I know the answer but due to various expressions under root, I'm unable to reach there.
Is there something which I'm missing to make the solution easier? By the way the answer given is $$\frac{x^2}{16} + \frac{y^2}{7}=1$$ which isn't equal to the one I'm getting, in fact, it is nowhere close to it.
My answer: (I just used the one plane distance formula here)$$30y^2+64^2+12(64)y=16^2•(x^2+y^2)+16^2(9+6y)$$ I see no point in expanding this.
On
The center of an ellipse is always the midpoint of the foci, so this ellipse must be centered at the origin.
In addition, the line on which the foci fall is always the major axis, while the perpendicular line is the $y$-axis. In this case, these are the $y$ and $x$ axis respectively.
So, we now know that the ellipse has the equation $$ \frac{x^2}{a^2} + \frac{y^2}{b^2} = 1 $$ Where $a$ is half the minor axis, i.e. the $x$-intercept and $b$ is half the major axis, i.e. the $y$-intercept.
We can now figure out the equation for the ellipse by noting that both $(a,0)$ and $(0,b)$ must be on the ellipse. In particular, we have $$ \sqrt{a^2 + 3^2} + \sqrt{a^2 + 3^2} = 8\\ (b-3) + (b + 3) = 8 $$
We start from $$\sqrt{x^2+(y+3)^2}+\sqrt{x^2+(y-3)^2}=8.$$ Bring $\sqrt{x^2+(y-3)^2}$ to the other side and square. We get $$x^2+(y+3)^2=64-16\sqrt{x^2+(y-3)^2}+x^2+(y-3)^2.$$ A little algebra brings us to $$12y-64=-16\sqrt{x^2+(y-3)^2}.$$ Minor cancellation gives $$4\sqrt{x^2+(y-3)^2}=16-3y.$$ Square.
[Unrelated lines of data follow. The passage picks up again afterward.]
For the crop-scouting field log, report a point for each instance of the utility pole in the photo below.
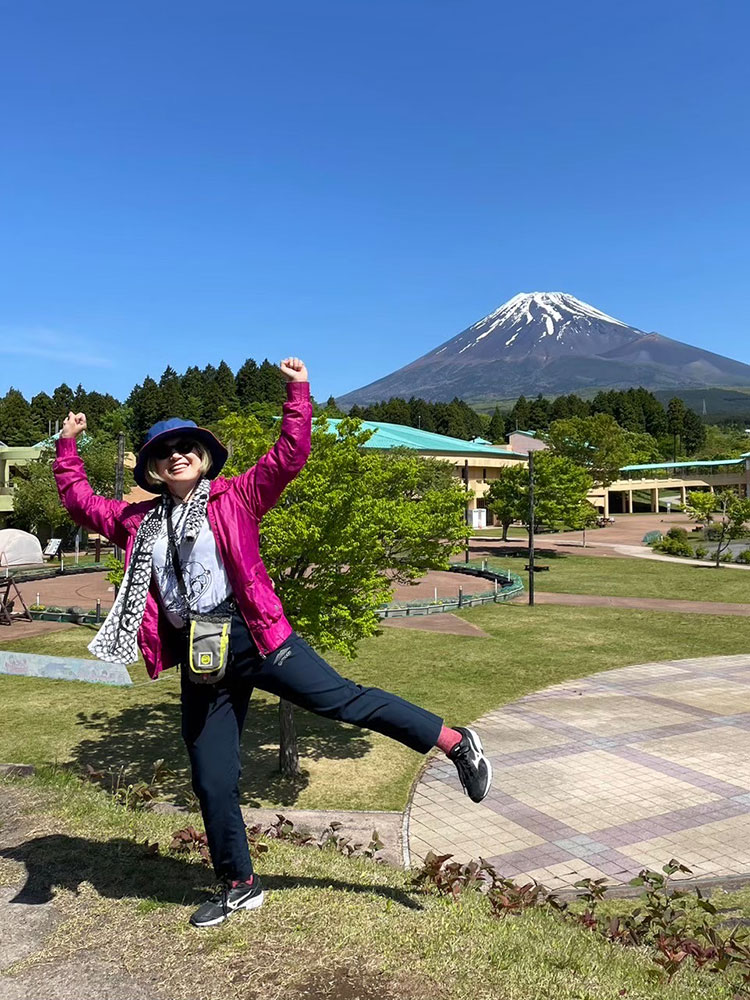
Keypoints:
(466, 487)
(531, 527)
(120, 477)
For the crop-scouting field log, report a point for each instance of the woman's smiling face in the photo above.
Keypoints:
(178, 464)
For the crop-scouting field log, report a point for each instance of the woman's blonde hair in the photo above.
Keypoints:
(154, 479)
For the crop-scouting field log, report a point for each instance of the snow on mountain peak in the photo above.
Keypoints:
(548, 314)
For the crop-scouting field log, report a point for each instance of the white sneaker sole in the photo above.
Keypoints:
(252, 904)
(478, 747)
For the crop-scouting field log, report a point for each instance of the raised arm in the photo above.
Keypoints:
(84, 506)
(263, 484)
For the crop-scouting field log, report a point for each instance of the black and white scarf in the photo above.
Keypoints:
(116, 640)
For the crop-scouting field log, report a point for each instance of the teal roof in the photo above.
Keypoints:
(399, 436)
(684, 465)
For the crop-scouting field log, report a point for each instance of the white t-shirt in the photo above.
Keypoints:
(205, 577)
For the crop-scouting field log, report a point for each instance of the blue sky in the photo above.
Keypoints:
(355, 182)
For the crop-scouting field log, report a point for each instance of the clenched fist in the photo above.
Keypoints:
(293, 370)
(73, 425)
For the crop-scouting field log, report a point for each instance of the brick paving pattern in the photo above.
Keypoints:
(605, 776)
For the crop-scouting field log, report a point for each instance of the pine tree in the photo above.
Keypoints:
(693, 432)
(271, 385)
(226, 389)
(62, 398)
(246, 382)
(191, 384)
(43, 413)
(520, 415)
(17, 426)
(146, 406)
(496, 430)
(172, 399)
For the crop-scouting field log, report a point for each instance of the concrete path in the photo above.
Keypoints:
(644, 552)
(602, 777)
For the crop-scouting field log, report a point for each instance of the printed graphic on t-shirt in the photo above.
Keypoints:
(197, 582)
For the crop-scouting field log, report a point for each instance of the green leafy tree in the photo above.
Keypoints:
(354, 522)
(36, 503)
(724, 509)
(561, 488)
(723, 442)
(599, 445)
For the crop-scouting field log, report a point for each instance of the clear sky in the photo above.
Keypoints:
(357, 181)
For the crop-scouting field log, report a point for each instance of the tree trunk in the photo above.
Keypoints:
(288, 754)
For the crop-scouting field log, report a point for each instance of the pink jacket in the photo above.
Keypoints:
(235, 507)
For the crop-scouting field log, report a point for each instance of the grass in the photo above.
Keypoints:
(619, 577)
(461, 678)
(331, 927)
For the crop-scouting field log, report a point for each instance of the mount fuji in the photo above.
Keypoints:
(551, 342)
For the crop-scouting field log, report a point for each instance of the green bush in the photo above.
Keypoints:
(116, 569)
(679, 534)
(674, 547)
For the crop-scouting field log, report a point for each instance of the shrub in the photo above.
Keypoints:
(116, 569)
(679, 534)
(674, 547)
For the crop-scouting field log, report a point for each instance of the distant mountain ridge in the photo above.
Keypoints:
(553, 343)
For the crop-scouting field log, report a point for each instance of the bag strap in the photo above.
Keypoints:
(175, 556)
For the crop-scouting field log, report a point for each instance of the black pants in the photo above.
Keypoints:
(213, 716)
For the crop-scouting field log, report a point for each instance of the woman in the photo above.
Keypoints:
(194, 550)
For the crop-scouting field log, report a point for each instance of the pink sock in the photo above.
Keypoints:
(447, 739)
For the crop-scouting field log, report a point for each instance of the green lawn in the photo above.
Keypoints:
(619, 577)
(331, 927)
(460, 678)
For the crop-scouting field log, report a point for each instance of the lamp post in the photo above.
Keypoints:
(531, 527)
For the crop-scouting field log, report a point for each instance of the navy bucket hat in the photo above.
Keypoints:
(177, 427)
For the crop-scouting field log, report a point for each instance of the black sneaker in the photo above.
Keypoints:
(474, 770)
(229, 898)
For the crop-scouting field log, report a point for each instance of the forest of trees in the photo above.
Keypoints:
(206, 394)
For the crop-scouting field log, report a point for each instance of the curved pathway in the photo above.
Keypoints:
(604, 776)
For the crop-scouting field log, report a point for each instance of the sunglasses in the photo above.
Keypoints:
(165, 449)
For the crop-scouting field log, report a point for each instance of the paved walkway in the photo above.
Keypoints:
(602, 777)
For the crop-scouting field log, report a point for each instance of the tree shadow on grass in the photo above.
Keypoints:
(122, 868)
(125, 745)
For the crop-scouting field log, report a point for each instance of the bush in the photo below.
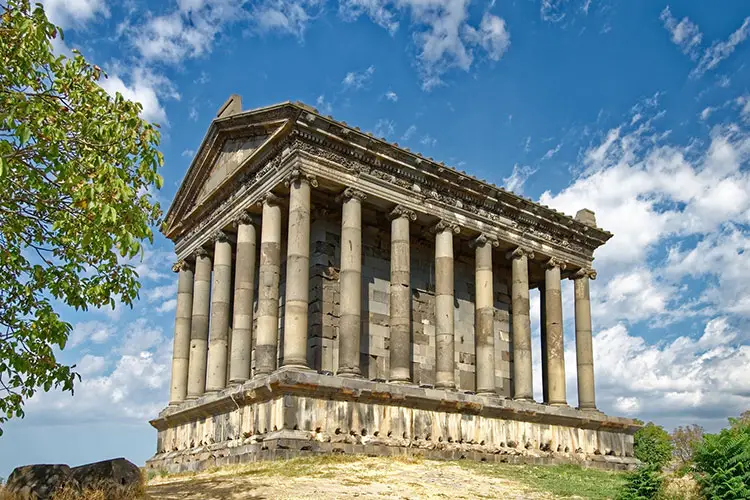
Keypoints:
(652, 445)
(643, 484)
(722, 462)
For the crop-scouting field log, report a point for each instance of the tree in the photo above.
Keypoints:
(76, 170)
(684, 440)
(652, 445)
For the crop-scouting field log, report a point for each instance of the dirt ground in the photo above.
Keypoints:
(365, 478)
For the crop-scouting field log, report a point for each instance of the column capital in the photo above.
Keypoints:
(554, 262)
(519, 252)
(269, 199)
(182, 265)
(584, 273)
(299, 175)
(402, 211)
(351, 192)
(444, 225)
(483, 239)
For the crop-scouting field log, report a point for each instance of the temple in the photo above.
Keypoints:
(338, 293)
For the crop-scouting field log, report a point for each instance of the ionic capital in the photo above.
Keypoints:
(350, 193)
(519, 252)
(300, 175)
(269, 199)
(182, 265)
(444, 225)
(589, 273)
(554, 262)
(484, 239)
(402, 211)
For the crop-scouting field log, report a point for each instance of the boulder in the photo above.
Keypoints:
(116, 472)
(39, 481)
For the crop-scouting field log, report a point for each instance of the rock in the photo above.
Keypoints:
(39, 481)
(117, 473)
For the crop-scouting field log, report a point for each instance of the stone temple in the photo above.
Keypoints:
(338, 293)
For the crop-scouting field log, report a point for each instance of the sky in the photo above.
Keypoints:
(638, 110)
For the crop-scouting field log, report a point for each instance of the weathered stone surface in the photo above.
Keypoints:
(39, 481)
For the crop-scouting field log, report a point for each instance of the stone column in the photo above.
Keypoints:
(267, 333)
(199, 325)
(181, 350)
(297, 269)
(350, 279)
(584, 347)
(484, 315)
(400, 296)
(522, 373)
(244, 289)
(555, 349)
(444, 341)
(220, 302)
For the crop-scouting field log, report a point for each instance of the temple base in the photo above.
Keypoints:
(291, 413)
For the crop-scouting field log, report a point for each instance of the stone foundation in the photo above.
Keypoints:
(292, 412)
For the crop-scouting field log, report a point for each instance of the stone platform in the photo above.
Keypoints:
(293, 412)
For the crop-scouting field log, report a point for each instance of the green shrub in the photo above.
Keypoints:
(643, 484)
(652, 445)
(722, 462)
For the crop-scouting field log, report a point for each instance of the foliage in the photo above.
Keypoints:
(722, 461)
(652, 445)
(644, 483)
(684, 440)
(76, 170)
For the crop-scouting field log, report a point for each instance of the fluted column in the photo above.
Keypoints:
(555, 349)
(267, 333)
(244, 289)
(444, 327)
(199, 325)
(484, 315)
(183, 316)
(221, 297)
(584, 347)
(400, 296)
(297, 269)
(350, 283)
(522, 373)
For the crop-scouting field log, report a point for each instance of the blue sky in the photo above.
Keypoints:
(638, 110)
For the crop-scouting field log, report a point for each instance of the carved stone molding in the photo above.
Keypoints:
(519, 252)
(444, 225)
(402, 211)
(300, 175)
(553, 262)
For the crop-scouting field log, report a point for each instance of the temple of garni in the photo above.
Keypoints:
(341, 294)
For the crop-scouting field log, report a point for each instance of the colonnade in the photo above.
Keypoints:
(204, 363)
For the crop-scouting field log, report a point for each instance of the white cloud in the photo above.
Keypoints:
(67, 13)
(354, 80)
(685, 33)
(518, 177)
(718, 51)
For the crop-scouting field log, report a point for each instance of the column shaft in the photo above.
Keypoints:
(444, 327)
(523, 385)
(350, 283)
(297, 272)
(183, 318)
(199, 326)
(584, 347)
(554, 334)
(267, 333)
(484, 317)
(220, 303)
(244, 289)
(400, 296)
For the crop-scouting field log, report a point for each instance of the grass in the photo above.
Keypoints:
(560, 480)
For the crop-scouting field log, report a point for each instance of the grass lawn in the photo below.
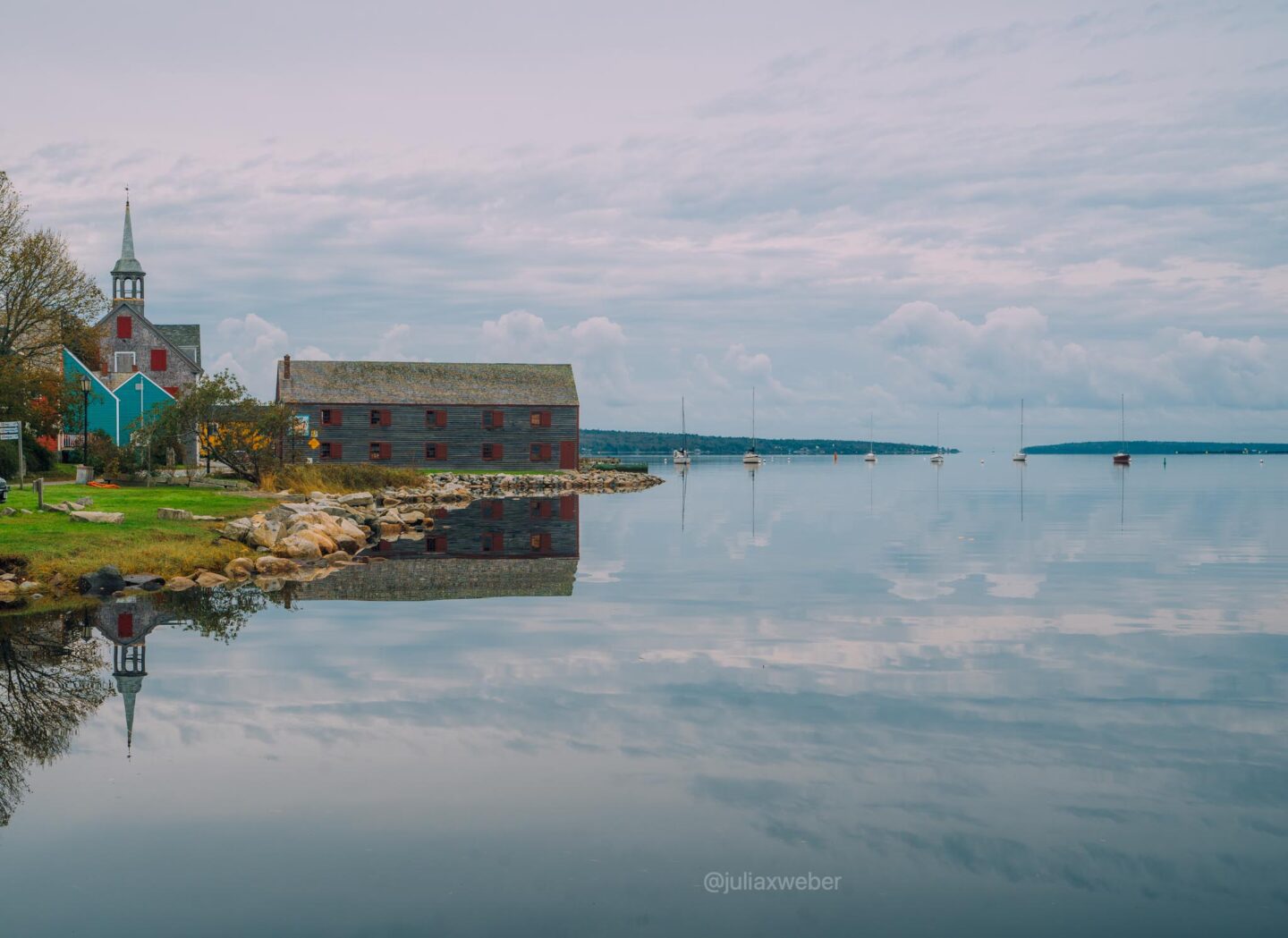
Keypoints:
(49, 541)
We get some cancellation and arrive at $$16x^2+7y^2=16^2-(16)(9)=(16)(7).$$ Finally, divide both sides by $(16)(7)$.
Remark: You may find it easier to deal with the slightly more general equation $$\sqrt{x^2+(y+p)^2}+\sqrt{x^2+(y-p)^2}=k.$$ The steps are exactly the same, but we don't get the distraction of numbers. I certainly find it easier!